"What on earth!" gasped their bewildered cousin, who felt almost suffocated with mysterious affairs already.

"It does seem a bit muddly, I own," Peter grinned, "but we're properly muddled with them all, I can't tell you. First night we slept out Jan saw a light shining from the Chase windows; thought it was mother, and next morning thanked her politely for her beacon, only to hear that Mother had never thought of such a thing. Of course there might easily be an explanation of a light, but——"

"But," interrupted Jan, eager to have something to say in the matter, "I've never seen it again, for I've looked. I wondered why; and besides, I believe it shone from one of the windows of the empty wing."

"Some servant looking round last thing?" suggested Donald.

"We've only two, and that's why the house is all shut up. They sleep at the back on the other side. Nobody goes round at night, but there might easily be an explanation of the light, I quite think—only, it certainly was there. Go on about your noise, Peter."

"My noise happened at midnight or thereabout," said Peter, "I heard it hammering and tinging away. Thump! thump! Bang! bang! as I'm always telling everybody. Then it was gone. And Robin doesn't believe a word of it."

"I don't say that," remarked his elder brother suddenly.

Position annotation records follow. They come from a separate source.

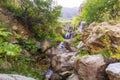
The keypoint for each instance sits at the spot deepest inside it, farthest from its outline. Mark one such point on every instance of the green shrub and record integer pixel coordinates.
(7, 48)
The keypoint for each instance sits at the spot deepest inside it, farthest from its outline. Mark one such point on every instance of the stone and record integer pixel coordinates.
(97, 36)
(91, 67)
(113, 71)
(14, 77)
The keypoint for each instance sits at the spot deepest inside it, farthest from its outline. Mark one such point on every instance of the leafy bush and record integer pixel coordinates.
(100, 10)
(43, 13)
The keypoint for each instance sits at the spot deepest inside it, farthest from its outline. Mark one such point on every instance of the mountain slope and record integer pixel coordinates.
(69, 13)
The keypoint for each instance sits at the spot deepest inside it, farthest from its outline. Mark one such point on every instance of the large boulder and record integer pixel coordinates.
(14, 77)
(61, 60)
(113, 71)
(99, 37)
(91, 67)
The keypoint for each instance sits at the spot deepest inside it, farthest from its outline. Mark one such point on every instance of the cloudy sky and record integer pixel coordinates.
(70, 3)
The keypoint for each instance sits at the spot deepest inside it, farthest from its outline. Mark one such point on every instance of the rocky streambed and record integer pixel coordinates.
(68, 65)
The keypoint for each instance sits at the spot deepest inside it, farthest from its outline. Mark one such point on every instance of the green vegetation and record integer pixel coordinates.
(99, 10)
(6, 48)
(41, 19)
(40, 16)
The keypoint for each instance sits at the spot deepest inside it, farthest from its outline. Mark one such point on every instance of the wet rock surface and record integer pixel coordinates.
(97, 37)
(91, 68)
(113, 71)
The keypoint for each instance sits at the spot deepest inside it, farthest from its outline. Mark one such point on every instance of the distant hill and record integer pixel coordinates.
(69, 13)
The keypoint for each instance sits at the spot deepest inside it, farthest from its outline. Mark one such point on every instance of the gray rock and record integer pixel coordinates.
(91, 67)
(14, 77)
(113, 71)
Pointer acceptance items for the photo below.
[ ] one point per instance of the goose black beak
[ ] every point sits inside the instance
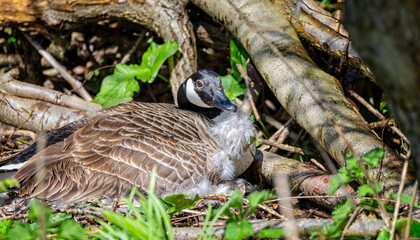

"What?" Peter turned like a dart, "you're coming round, are you? How's that? You were so positive at first. Perhaps it's because Jan heard a noise last night?"

"If you want to know the reason"—Robin stared into the fire,—"well, I happened to have heard it myself. Not the night that you did, Peter, but the next. You were asleep, and I lay and listened: it was a thumping and a banging and a tinging, as you say, and——"

"Why in all the world didn't you tell us then?" demanded his younger brother.